戸郷離脱に「肉離れは野球選手の恥」
――7月30日の折り返し時点(以下、同)でセリーグは阪神と巨人が同率で首位に立っています。
江本孟紀(以下、同) シーズン開始当初の巨人はひょっとしたらBクラスかもしれんぞ……ってくらい状態がよくなかったのに、よく持ち直したよね。阿部(慎之助前監督)がいなくなったおかげかな(笑)。
――好調巨人で目立つ選手は?
やっぱり浦田(俊輔)だね。キャンプのときにも担当記者が「唯一期待できる」と、ずっと俺に勧めてた。ブンブン振り回すやつばかりの今の選手のなかで、たしかに当てるのがうまい。
―― 一方で、完全復活した戸郷翔征投手が7月7日の試合で打者走者として一塁を駆け抜けた後に故障。左太もも裏の肉離れで離脱してしまいました。
プロ野球選手にとって肉離れは恥。とくにピッチャーで肉離れなんてありえない。やっぱり練習が不足してるよ。走り込みと投げ込みの両方をやっておけば、肉離れなんて起きないんだから。
最近のやつは筋肉を機械でつくるからすぐ肉離れを起こす。

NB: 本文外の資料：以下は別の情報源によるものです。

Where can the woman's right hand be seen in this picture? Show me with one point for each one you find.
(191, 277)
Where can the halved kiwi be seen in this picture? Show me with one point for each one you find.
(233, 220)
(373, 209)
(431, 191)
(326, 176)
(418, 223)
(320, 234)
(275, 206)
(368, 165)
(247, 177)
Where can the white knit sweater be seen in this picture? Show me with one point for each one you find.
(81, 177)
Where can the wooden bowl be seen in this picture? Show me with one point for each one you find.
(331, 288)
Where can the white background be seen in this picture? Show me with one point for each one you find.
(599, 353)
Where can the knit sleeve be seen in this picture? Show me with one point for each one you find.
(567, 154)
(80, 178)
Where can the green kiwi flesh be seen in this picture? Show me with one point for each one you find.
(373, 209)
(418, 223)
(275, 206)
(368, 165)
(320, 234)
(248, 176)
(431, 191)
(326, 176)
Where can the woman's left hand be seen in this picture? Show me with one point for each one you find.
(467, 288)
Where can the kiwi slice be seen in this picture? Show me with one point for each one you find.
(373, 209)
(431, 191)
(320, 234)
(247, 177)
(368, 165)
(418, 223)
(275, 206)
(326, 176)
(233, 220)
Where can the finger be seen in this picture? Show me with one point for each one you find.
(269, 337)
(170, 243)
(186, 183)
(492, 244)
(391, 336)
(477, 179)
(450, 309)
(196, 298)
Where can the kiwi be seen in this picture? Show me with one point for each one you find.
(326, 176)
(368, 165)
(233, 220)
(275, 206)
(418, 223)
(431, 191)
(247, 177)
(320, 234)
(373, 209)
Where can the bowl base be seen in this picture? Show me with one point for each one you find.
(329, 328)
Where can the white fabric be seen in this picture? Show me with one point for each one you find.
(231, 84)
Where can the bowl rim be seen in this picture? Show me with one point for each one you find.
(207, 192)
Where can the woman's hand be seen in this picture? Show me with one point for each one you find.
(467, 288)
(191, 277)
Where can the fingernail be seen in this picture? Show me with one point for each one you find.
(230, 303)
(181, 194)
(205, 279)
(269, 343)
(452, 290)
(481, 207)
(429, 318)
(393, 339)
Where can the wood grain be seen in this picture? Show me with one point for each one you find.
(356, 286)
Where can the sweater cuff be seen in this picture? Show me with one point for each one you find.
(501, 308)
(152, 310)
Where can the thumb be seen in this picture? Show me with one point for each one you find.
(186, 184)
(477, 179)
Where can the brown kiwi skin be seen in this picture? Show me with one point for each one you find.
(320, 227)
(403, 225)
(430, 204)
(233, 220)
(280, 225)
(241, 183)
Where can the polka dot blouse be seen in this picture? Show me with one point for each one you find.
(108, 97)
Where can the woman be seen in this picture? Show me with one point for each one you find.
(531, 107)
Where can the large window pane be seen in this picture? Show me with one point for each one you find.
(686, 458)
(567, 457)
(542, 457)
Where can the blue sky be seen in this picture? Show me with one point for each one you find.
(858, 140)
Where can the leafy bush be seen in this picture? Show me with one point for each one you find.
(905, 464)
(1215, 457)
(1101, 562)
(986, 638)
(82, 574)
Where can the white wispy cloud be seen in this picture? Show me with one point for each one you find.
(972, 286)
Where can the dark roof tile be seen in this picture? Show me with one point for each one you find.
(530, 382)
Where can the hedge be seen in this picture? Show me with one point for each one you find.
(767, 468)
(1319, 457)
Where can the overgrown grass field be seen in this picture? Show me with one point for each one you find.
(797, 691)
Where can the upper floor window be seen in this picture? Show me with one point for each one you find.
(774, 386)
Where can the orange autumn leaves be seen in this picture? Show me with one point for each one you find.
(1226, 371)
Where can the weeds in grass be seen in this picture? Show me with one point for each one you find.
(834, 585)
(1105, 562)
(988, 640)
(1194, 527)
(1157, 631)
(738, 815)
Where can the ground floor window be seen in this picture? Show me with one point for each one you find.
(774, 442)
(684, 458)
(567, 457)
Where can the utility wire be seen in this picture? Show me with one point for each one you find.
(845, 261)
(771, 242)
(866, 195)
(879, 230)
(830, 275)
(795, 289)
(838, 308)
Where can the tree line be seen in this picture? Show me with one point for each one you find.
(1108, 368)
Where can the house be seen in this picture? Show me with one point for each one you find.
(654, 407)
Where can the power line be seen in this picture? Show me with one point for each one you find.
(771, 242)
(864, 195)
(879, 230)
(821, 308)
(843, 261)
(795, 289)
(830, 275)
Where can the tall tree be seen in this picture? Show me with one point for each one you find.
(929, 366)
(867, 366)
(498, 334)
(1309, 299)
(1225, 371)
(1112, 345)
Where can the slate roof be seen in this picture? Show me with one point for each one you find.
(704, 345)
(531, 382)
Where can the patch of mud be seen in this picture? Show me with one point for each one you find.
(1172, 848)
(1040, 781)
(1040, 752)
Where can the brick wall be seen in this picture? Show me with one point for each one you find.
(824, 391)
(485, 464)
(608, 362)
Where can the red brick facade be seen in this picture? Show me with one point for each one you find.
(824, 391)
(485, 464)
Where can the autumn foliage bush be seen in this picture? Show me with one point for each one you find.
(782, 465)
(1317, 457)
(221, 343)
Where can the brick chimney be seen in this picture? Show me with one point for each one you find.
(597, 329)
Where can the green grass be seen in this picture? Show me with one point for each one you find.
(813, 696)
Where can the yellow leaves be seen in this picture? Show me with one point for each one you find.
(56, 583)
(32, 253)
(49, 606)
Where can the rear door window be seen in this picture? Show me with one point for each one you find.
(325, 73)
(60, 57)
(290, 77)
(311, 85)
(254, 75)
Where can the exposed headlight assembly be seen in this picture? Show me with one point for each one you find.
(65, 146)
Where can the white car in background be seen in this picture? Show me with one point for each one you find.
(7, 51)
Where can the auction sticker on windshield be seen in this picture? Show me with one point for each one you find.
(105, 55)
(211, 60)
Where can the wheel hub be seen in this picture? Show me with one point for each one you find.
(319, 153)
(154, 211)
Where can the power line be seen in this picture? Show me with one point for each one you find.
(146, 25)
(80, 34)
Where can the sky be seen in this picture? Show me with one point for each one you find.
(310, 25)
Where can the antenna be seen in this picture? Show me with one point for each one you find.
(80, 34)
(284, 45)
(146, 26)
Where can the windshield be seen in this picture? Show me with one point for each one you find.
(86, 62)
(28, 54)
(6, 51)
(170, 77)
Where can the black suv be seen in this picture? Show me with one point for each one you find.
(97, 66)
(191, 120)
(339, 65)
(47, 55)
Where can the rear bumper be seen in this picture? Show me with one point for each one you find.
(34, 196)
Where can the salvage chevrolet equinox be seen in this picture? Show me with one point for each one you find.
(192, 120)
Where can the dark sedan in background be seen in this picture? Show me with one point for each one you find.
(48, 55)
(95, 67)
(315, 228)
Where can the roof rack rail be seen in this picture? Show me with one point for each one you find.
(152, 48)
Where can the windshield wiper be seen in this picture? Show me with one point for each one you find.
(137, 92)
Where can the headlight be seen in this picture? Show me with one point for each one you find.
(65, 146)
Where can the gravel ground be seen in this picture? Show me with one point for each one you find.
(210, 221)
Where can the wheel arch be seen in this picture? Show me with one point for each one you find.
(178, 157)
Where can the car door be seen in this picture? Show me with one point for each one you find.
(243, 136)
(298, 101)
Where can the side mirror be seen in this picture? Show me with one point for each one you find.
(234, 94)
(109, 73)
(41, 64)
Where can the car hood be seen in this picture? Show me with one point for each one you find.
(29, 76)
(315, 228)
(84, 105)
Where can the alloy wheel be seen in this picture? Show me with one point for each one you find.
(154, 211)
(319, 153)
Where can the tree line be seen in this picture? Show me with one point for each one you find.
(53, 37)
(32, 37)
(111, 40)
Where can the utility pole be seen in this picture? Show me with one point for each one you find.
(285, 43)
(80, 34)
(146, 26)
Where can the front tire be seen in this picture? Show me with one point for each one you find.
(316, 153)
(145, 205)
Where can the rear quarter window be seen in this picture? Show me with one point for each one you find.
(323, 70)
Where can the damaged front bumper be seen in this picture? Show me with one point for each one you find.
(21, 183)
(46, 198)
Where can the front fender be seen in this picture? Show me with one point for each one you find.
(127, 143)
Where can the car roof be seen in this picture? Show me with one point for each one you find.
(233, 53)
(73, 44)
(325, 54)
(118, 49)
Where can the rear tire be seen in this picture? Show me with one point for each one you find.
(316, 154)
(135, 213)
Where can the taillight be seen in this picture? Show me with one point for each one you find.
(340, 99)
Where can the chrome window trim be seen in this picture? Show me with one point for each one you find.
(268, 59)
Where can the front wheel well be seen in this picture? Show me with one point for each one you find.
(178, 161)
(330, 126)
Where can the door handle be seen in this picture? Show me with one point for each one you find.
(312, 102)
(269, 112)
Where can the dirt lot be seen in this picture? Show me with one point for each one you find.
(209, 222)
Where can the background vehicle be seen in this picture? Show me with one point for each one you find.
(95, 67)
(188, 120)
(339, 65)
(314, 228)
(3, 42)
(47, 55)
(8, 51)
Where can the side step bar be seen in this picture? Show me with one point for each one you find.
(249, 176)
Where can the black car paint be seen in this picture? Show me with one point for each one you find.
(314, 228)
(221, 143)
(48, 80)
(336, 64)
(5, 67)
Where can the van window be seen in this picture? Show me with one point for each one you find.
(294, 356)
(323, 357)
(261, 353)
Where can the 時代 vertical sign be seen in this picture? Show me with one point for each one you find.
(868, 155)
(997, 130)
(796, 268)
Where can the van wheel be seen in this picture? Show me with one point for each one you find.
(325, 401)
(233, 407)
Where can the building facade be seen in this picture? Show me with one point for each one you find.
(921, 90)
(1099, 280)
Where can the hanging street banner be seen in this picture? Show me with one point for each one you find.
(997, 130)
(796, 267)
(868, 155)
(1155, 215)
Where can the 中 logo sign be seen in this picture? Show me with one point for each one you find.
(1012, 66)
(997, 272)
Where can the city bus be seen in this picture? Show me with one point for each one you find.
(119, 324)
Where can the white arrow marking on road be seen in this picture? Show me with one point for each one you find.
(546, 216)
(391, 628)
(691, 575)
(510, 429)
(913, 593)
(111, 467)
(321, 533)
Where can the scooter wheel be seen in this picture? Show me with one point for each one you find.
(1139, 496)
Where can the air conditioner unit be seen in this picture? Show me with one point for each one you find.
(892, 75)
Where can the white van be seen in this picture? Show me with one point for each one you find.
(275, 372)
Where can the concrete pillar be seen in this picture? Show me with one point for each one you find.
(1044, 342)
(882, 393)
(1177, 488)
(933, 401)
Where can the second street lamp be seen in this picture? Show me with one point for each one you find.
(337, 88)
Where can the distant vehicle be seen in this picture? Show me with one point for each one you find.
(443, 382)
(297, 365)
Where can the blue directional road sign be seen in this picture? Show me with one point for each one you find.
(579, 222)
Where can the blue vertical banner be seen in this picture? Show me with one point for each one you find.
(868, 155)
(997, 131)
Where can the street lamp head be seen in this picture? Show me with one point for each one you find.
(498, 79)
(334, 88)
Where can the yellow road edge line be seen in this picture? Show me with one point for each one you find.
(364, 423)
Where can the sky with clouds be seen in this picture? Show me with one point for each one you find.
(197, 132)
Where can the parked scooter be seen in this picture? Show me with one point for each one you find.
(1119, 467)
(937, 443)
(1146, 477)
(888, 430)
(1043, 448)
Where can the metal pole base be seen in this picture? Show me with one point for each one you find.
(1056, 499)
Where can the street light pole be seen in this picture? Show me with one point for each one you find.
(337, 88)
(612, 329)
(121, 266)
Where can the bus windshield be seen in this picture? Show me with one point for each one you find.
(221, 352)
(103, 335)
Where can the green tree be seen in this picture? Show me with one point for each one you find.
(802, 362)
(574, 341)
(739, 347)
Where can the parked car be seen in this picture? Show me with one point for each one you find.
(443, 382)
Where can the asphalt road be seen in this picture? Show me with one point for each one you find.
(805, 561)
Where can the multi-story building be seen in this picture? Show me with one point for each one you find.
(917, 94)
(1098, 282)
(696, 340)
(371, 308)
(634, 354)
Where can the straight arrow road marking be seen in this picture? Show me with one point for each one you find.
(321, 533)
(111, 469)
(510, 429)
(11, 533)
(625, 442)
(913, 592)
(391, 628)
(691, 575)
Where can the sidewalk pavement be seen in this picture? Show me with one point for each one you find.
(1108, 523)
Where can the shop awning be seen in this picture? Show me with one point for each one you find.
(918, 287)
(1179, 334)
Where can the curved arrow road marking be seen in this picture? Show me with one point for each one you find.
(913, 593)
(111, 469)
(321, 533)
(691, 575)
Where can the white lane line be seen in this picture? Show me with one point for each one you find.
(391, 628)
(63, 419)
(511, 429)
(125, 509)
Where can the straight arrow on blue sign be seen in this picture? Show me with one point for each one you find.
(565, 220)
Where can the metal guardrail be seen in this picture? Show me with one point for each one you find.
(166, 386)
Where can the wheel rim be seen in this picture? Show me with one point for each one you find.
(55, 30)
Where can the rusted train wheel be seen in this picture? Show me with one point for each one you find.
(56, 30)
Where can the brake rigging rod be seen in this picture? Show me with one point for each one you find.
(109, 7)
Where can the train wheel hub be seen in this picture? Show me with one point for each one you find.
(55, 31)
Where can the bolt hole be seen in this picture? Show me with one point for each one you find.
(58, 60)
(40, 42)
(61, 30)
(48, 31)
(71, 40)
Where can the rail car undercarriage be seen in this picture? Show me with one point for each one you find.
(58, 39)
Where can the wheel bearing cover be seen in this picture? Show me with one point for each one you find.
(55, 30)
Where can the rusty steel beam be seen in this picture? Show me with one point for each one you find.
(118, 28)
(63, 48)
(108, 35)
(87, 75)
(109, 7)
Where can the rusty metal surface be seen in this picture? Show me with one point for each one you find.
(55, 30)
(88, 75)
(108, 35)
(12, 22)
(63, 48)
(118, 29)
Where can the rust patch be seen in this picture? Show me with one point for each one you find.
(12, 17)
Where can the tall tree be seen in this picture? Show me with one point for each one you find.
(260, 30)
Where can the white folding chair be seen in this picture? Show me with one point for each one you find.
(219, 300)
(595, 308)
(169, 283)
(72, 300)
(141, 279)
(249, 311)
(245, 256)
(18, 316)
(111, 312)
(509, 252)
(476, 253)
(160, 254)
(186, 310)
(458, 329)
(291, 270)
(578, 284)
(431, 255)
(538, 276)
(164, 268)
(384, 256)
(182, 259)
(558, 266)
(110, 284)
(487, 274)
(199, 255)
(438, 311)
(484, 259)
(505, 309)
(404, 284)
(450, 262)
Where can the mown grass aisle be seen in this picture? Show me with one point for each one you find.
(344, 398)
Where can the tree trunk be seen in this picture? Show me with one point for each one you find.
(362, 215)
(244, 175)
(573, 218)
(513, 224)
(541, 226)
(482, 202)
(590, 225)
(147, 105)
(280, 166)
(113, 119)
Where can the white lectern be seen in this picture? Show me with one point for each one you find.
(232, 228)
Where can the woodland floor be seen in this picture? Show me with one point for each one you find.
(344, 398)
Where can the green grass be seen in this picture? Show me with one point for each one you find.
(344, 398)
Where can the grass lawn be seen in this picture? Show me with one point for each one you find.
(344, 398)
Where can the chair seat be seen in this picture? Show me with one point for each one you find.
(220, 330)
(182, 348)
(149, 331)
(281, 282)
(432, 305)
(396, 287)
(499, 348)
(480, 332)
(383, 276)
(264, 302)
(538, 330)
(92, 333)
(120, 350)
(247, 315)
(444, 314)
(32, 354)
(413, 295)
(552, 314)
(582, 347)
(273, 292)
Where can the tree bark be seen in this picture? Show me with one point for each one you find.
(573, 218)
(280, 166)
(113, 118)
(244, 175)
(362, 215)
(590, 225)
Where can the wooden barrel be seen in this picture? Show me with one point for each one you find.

俺らの頃はトレーニングルームは故障して走り込みができないやつが入るところだったんだよ。言ったらリハビリルームだわね。それがいつの間にか筋トレが主体になっちゃって。
それで昔より故障者が減った? 増えてるでしょ。走るほうが科学的で、ウエイトのほうが非科学的。みんな勘違いしとる。
――そして、巨人のスター、坂本勇人選手。今季はここまで45試合の出場で打率.150でベンチを温めることも多い厳しいシーズンですが、2度のサヨナラ弾を放つなどここ一番で勝負強さを発揮しています。これはどう評価したらいいのでしょうか?
7月17日のサヨナラ3ラン(対中日)でラジオ解説やってたけど、打ちそうな雰囲気があったよね。
いいところで打ってるのも阿部退任効果だと思う。阿部と坂本は現役時代一緒に戦った仲間だから監督への思い入れが強くて、「俺がなんとかしなくちゃいけない」ってプレッシャーで肩に力が入ってた。年を取ってダメになってきたやつはどうしても力むもんだ。
それが監督が代わって力がいい感じに抜けたんじゃないのかね。かといって、レギュラーには厳しいけど。